Education Should Focus Less on Knowledge, More on Mental Conditioning
This model worked for a long time because well-defined knowledge professions offered lifelong security. You could study to be a lawyer, accountant, or doctor, and you’d remain in that profession for the rest of your life. But the job market long ago became too dynamic to offer lifelong security to a sufficient number of people.
The prevailing approach to secondary and undergraduate education will fail more students and force society to leave ever larger amounts of value on the table. This is because technology continues to raise the professional bar for everyone. The democratization of information via the Internet, plus automation and artificial intelligence, will threaten both white and blue collar jobs — including professions thought to be insusceptible to technological intrusion just ten years ago. In the future, the most secure jobs will rely not just on neurological processing power but the uniquely human traits of imagination, insight, and innovation as well. In other words, the most valuable jobs will be those that robots cannot do.
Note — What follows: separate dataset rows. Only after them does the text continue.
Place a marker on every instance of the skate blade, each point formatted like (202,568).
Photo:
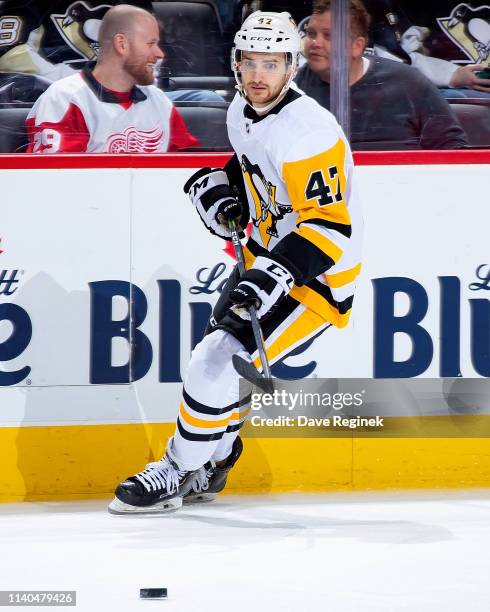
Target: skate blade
(200,498)
(164,507)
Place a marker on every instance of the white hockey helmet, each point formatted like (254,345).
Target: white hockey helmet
(264,32)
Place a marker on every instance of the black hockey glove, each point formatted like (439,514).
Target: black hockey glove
(263,286)
(215,201)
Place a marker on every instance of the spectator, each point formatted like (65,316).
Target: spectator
(53,39)
(391,103)
(115,107)
(450,44)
And so it is urgent that students acquire something more than raw knowledge over the course of their education. In the age of Google, we need to worry less about imparting information and more about cultivating the cerebral soil in which it’s planted. Students’ minds don’t need to be crammed with content; they need to be primed and wired to create value from the copious amounts of information available to them. It is time that value creation be taught more explicitly in school.
The Advice to “Follow Your Passion” is Bankrupt
There are a variety of cultural forces at work that prevent students from creating value on their own. The most common career advice over the past five or 10 years — dispensed with alarming regularity in graduation speeches — has been to “follow your passion”. But this advice doesn’t work for the majority of students. Unlike Bill Gates or Beyoncé, most people do not discover an innate passion and master the corresponding skill (programming for Gates, singing for Beyoncé) before reaching adulthood. Most 18-year-olds, while brimming with interests, hobbies and enthusiasms, are passionless.
Therefore, telling the average kid to pursue her passion is basically cruel. Those of us lucky enough to have a true passion don’t need to be told to pursue it. That’s why it’s a passion!
When it comes to career advice, we need to replace the “passion paradigm” with a cultural emphasis on problem solving and value creation. Imagine if you went to college to study a problem instead of a major — the goal of your education would be to create a solution and turn it into a profitable career or enterprise.
Absent that model, the point is this: Rather than searching fruitlessly inward for a passion, people should look outward for problems to solve. The question, “What do you want to do with your life?” becomes “What problem do you want to solve?” And the advice to “follow your passion” becomes “pursue a problem”.
Innovation Can Be Taught
Here’s the rub: We have to teach young people to think this way. You can’t just tell a kid to go find a problem worth solving and expect them to turn into Jeff Bezos or Elon Musk. You have to prime their minds for innovative thinking. You have to change the way they think about career. You have to let them practice value creation in the classroom.
With these arguments in mind, I’ve created a syllabus for a course that is part innovation seminar, part career design workshop. The ultimate goal of the course is to empower students to pursue careers that produce things, ideas and products of value. A student entering the course might be motivated by visions of fame and fortune, because those are the only contexts she knows for imagining a career. By the end of the course, however, she should be able to think about her career in terms of value creation and problem solving. And that’s something to be passionate about.